Personhood, Place, and Possession: Embodiment and Emplacement in Special Contexts

with Keynote Speakers Thomas Csordas, David Hershenov, and Tanya Luhrmann
May 28 and 29, 2013

This conference will explore the social, cognitive, philosophical, and religious conceptions and dynamics of personhood. We are especially interested in alterations of subjectivity, altered states of embodiment and emplacement, and cross-disciplinary methods and theories for imagining transient selves. We welcome proposals for full panels and individual papers from graduate students of any discipline on topics that touch upon the ways in which people understand personhood and the possibilities of its creation, transformation, and loss. We seek to include creative and interdisciplinary approaches to these questions, and to explore them in relation to religion as variously conceived in a variety of contexts. Suggested topics include but are not limited to the following:

● What can altered states of embodiment (spirit possession, charismatic practices, healing, prophecy, etc.) and emplacement (living in diaspora, traversing heavenly or hellish realms, visitations, borderlands, etc.) tell us about notions of subjectivity?
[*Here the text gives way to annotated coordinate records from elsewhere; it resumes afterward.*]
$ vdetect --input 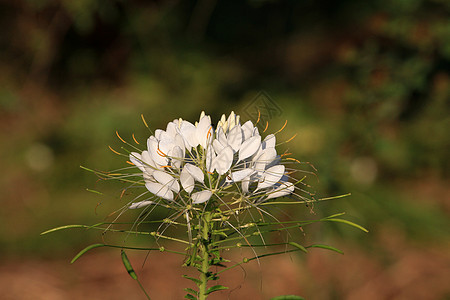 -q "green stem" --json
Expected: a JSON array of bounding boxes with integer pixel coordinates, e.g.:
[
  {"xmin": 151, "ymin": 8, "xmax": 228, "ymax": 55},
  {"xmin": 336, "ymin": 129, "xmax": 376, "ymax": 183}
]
[{"xmin": 199, "ymin": 211, "xmax": 212, "ymax": 300}]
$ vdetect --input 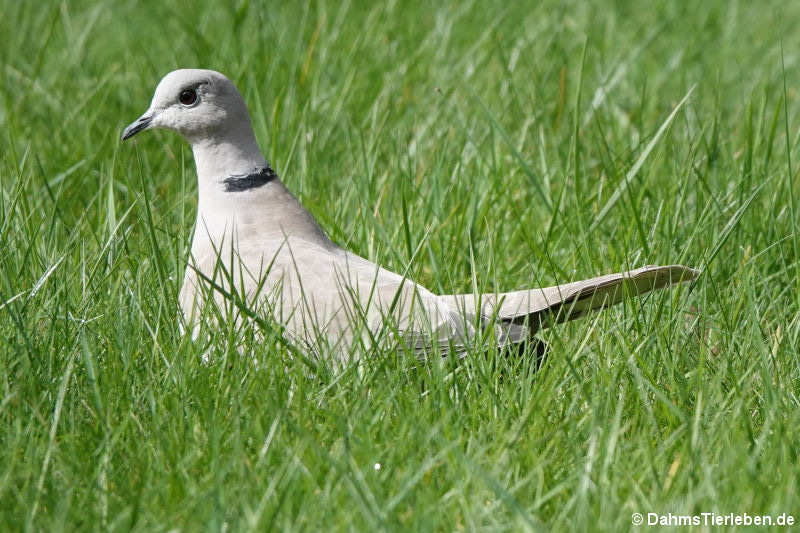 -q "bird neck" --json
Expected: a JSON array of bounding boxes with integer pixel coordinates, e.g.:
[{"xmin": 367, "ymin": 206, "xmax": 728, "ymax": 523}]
[
  {"xmin": 192, "ymin": 128, "xmax": 267, "ymax": 188},
  {"xmin": 192, "ymin": 129, "xmax": 333, "ymax": 247}
]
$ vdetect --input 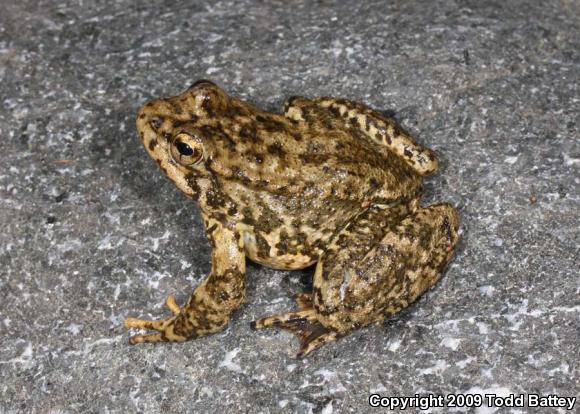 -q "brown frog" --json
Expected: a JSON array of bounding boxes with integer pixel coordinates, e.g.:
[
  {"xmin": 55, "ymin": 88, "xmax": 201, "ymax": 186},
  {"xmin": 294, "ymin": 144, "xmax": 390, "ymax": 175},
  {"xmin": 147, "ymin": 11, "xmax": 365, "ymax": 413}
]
[{"xmin": 125, "ymin": 80, "xmax": 459, "ymax": 356}]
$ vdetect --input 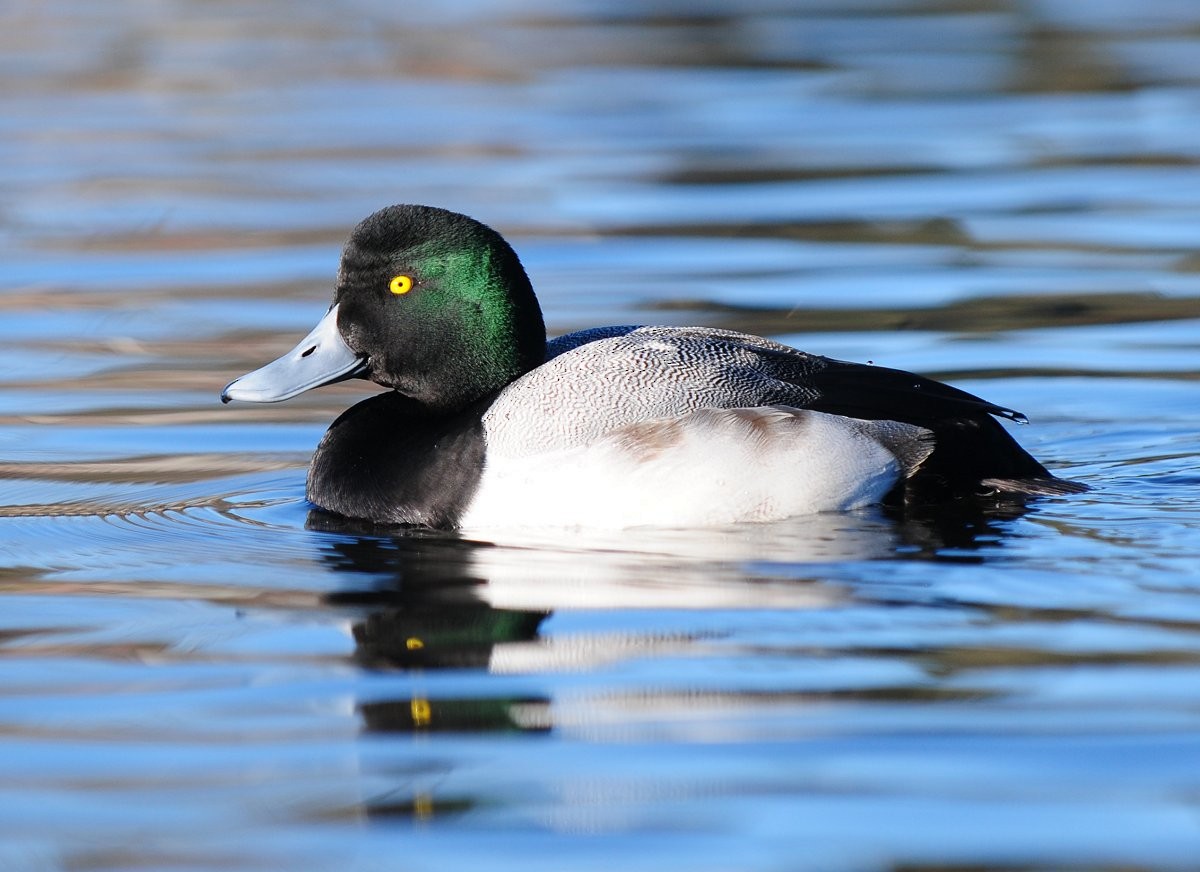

● Where is one’s proper place? How does one being take another’s place? Where can one find or lose the self, and how? How does one change/stay the same over time?

● How might a being exist in multiple places or multiple beings occupy the same space? What does the destruction or loss of a place mean for the possibility of articulating a self or recognizing oneself? How might places have personalities or powers? What makes a person at one time numerically identical to a person at another time?

● What do the cognitive sciences have to say about how the body is internally represented and how this representation can be altered? How might a particular sense of personhood or place relate to cognitive dissonance and/or creative tension?

● How is spirit possession represented in ethnography, literature, films, and so on? What kinds of subjects can be possessed? How might one manipulate spirit possession? Where does the possessed subject go? Where does the possessing spirit come from?

Keynote speakers: Thomas Csordas is professor of anthropology at the University of California, San Diego and is the author of Body/Meaning/Healing. He is currently researching contemporary exorcisms. David Hershenov is chair of the philosophy department at the University at Buffalo and works on metaphysics, bioethics, and religion, especially as related to identity. Tanya Luhrmann is professor of anthropology at Stanford University and is the author of When God Talks Back. She is conducting ongoing research into theory of mind and unusual sensory experiences.

Please email proposals, including name and institutional affiliation, of no more than 300 words, to PPPUCSB2013@gmail.com by March 25, 2013. Notifications will be made by April 1.

Planning committee: Michael Kinsella, Chris Morales, Keith Hess, Jennifer Hahn, Nathan Fredrickson, Garrett Baer, and Philip DeSlippe. This conference is generously supported by Catholic Studies and the Interdisciplinary Humanities Center at UCSB.